AXA seeks to establish Health as a cornerstone of its equity story and global business positioning. To deliver this ambition, AXA Health was created in 2023 as a new global business unit, with a comprehensive strategy structured around three pillars.
The first pillar Specialize aims to transform our business and upskill technical expertise in Claims, Underwriting, and Pricing, achieving the same level of mastery as specialized monoliners by leveraging data and AI. Within this context, claims operations are a critical moment of truth in the customer journey.
The Health Claims Transformation Manager supports the execution of AXA Health’s global transformation agenda by coordinating cross-country initiatives to modernize and streamline the end-to-end health claims process.
Key accountabilities:
1. Drive and coordinate delivery of claims automation programs
- Lead planning, coordination, and follow-up of the global Health Claims automation program activities across pilot and rollout countries.
- Track dependencies, anticipate bottlenecks, proactive engagement of stakeholders at group and local lvel.
- Support local teams in defining and monitoring practical implementation steps.
- Expected contribution: Clear program visibility, on-time delivery, and improved alignment between global and local roadmaps.
2. Lead and project manage cross-country initiative to deploy of automation and AI in Health Claims
- Identify and partner with relevant external insurtech or internal data science teams to deploy use cases in relevant use cases, such has OCR and NLP, medical coding, triage, rules automation.
- Support the design of requirements, ROI cases, governance for AI and tech adoption.
- Design experimentation (PoCs) to enable fast transformation, and continuous improvement.
- Translate complex technical capabilities (AI, ML) into practical value for claims function.
- Expected contribution: successful lead and align stakeholders to deliver concrete assets resulting in increase in efficiency, reduction in leakage, and better customer experience.

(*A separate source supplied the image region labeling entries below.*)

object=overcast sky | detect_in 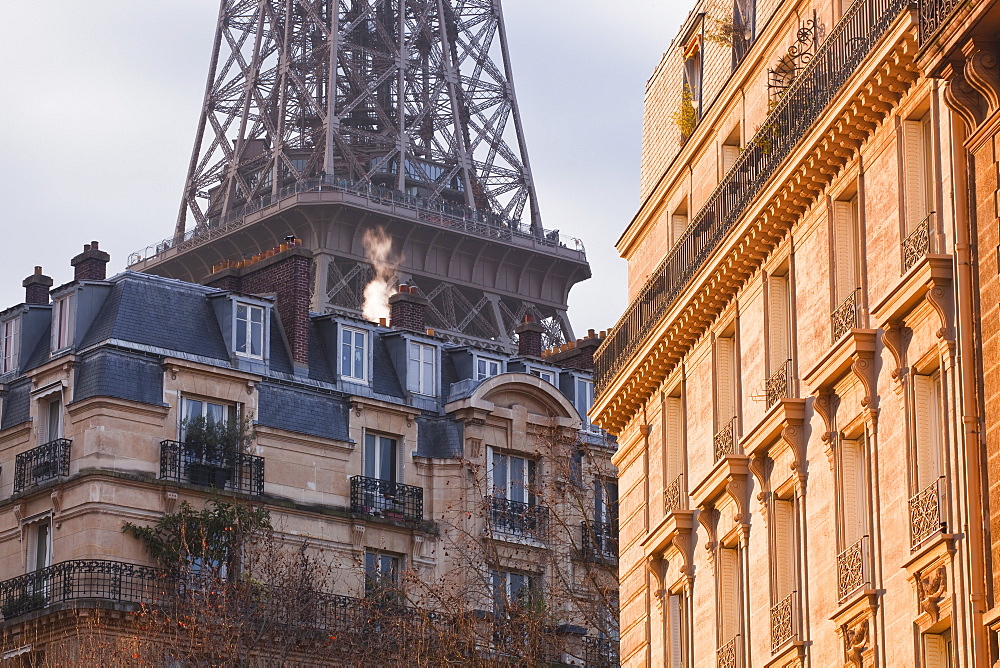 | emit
[0,0,689,335]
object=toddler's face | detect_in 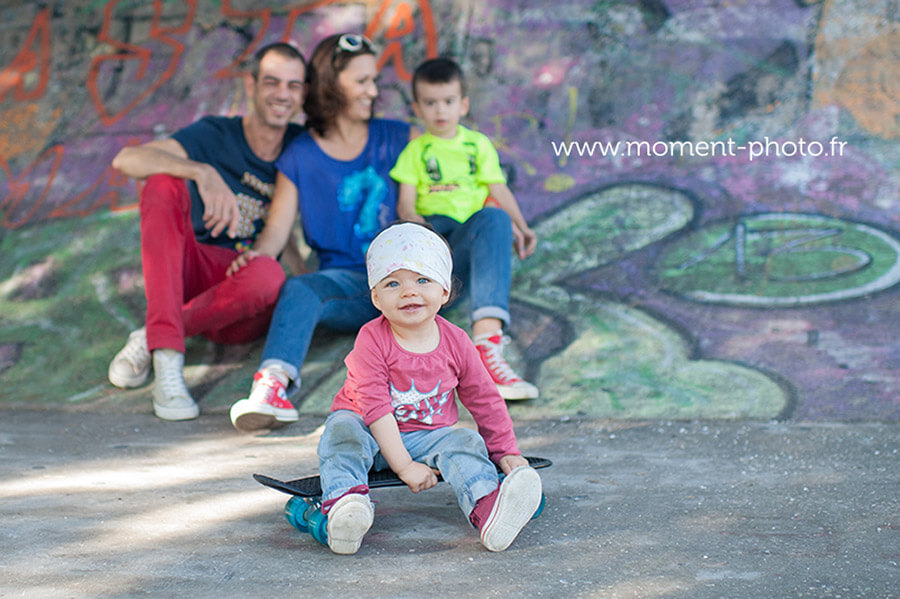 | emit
[413,81,469,139]
[372,269,450,328]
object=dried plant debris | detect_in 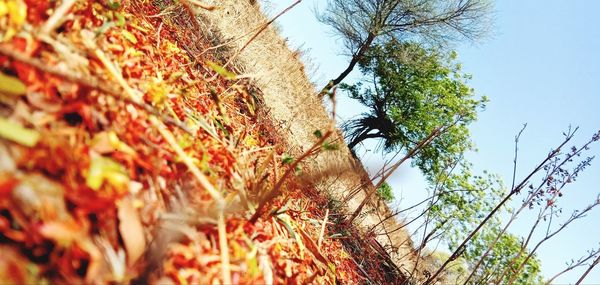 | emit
[0,0,398,284]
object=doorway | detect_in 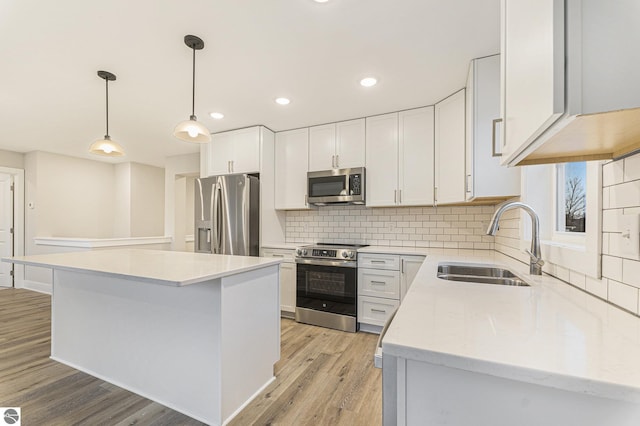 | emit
[0,167,24,288]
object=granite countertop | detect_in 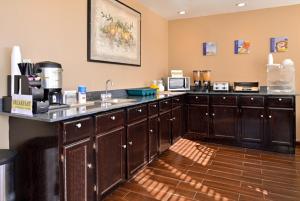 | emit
[0,88,297,122]
[0,92,185,123]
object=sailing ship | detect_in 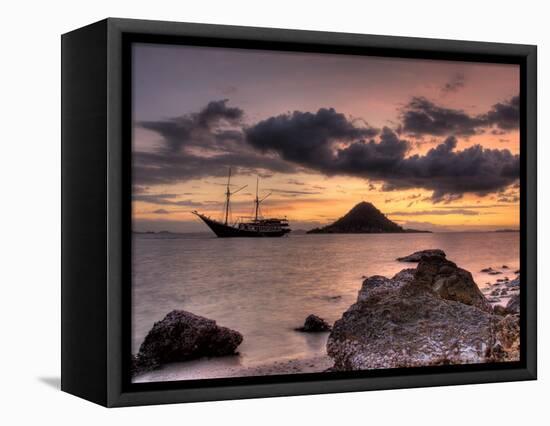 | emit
[192,169,290,238]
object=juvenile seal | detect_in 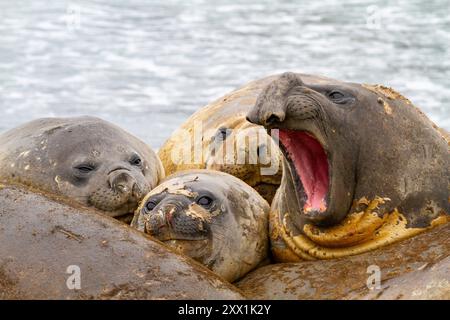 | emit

3. Develop health claims process knowledge to support transformation and simplification initiatives
- Develop and maintain a view of claims process (notably with automation index) across diverse healthcare markets from intake to payment.
- Gather insights on existing claims processes to identify bottlenecks and opportunities.
- Facilitate workshops to review and align on key pain points and simplification levers.
- Expected contribution: shared understanding of current processes and opportunities for improvement. Define operating models and frameworks applicable across entities.
4. Facilitate governance and stakeholder engagement
- Plan and prepare governance routines involving leadership at global or entity-level.
- Faciliate decision-making and ensure consistent communication of progress, risks, and achievements.
- Help maintain alignment between global Health priorities and local entity plans.
- Expected contribution: reliable and transparent information flow supporting decision-making and alignment.